Requests for promotional material by travellers

Travel agents provide 'destination-specific travel literature' about activities, facilities and prices to tourists free of charge on request. A study was made to investigate the differences between information seekers (who requested such literature) and nonseekers, with the aim of better targeting such material.

A sample of 686 tourists was selected and each was classified as an information seeker or non-seeker and in various other ways including educational level.

Tourist    Educational level        Information seeker?    
1 High school degree Yes
2 College degree Yes
3 Some high school No
... ... ...

The data from the 686 tourists are summarised in the contingency table below.

  Information seeker?  
Education     Yes         No        Total   
  Some high school 13 27 40
  High school degree    64 118 182
  Some college    100 123 223
  College degree    59 69 128
  Graduate degree    67 46 113
Total 303 383 686

Joint probabilities

To model bivariate categorical data, we assume an underlying population of pairs of categorical values. The data are treated as a random sample of pairs of values from this population. A real finite population occasionally underlies the data, but we must usually hypothesise an infinite underlying population.

The proportion of times that the pair of categorical values (x, y) occurs in the population — its probability — is denoted by pxy. The probabilities pxy are called the joint probabilities for the two variables.

Gambling simulation

A gambler draws a card from a shuffled deck and also tosses a coin, resulting in a pair of categorical values,

Variable Possible values
Coin side, X   Head or Tail
Card suit, Y   Heart, Club, Diamond or Spade

Each of the eight possible combinations of coin side and card suit is equally likely and would occur in the same proportions in the underlying population.

pxy = 1/8

The probabilities for all pairs are therefore the same,

phead, heart  =  phead, club  =  ...  =  ptail, spade  =  1/8  =  0.125

These joint probabilities are shown in blue in the table below.

The two lower tables (in black) describe 100 pairs of values sampled from this population — 100 coin-card pairs. The first of these tables shows the sample as a contingency table of counts; the other table displays the counts as proportions.

Click Take sample a few times to see the variability in samples of 100 coin-card pairs. Increase the sample size to 500 and repeat. Observe that the sample proportions are less variable when the sample size is large.

Interest in the model

We are usually interested in the joint probabilities in the underlying model, rather than the corresponding proportions from the sample data that have been collected (the contingency table). However the joint probabilities are unknown parameters in most practical situations and must be estimated from the sample data.
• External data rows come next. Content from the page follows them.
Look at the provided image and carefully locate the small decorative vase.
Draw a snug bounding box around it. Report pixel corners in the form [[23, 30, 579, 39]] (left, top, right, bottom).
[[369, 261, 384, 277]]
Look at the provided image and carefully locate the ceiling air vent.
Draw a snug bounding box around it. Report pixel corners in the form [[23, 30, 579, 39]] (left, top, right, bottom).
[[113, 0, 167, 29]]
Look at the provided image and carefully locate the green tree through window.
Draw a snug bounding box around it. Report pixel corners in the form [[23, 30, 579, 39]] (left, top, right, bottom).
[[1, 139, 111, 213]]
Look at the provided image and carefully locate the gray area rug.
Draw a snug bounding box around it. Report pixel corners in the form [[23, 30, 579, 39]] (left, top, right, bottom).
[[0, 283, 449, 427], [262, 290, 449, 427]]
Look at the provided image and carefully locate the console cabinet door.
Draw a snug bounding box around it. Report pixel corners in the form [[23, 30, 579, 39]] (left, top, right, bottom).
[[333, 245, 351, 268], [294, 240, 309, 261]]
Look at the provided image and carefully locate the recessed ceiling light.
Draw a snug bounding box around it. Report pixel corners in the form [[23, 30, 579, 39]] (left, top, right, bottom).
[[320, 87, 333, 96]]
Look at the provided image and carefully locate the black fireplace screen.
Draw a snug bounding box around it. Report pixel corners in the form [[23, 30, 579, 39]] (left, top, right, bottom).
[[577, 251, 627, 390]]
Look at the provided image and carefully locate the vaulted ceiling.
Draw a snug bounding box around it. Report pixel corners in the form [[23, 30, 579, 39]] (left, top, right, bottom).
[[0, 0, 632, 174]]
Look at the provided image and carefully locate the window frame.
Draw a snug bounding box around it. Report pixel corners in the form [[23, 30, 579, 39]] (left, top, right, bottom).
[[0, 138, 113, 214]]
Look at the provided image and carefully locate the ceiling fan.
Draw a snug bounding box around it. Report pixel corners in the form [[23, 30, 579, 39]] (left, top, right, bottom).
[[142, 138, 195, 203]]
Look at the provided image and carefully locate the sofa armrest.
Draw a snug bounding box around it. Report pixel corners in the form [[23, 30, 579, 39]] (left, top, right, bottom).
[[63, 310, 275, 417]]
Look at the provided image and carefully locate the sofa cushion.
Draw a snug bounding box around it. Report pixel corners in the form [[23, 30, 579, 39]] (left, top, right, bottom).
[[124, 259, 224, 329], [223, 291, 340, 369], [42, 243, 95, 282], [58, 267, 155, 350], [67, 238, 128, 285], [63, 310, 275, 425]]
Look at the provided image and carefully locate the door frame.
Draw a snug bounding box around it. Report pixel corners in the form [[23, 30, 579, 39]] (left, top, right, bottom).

Requests for promotional material by travellers

In situations of practical importance, the underlying probabilities are unknown. In the data set that was collected to examine which travellers request promotional material, the 686 travellers in the study were not the focus of attention — the researcher wanted to generalise to all other similar travellers.

The population proportions are unknown, but the sample proportions provide estimates of them.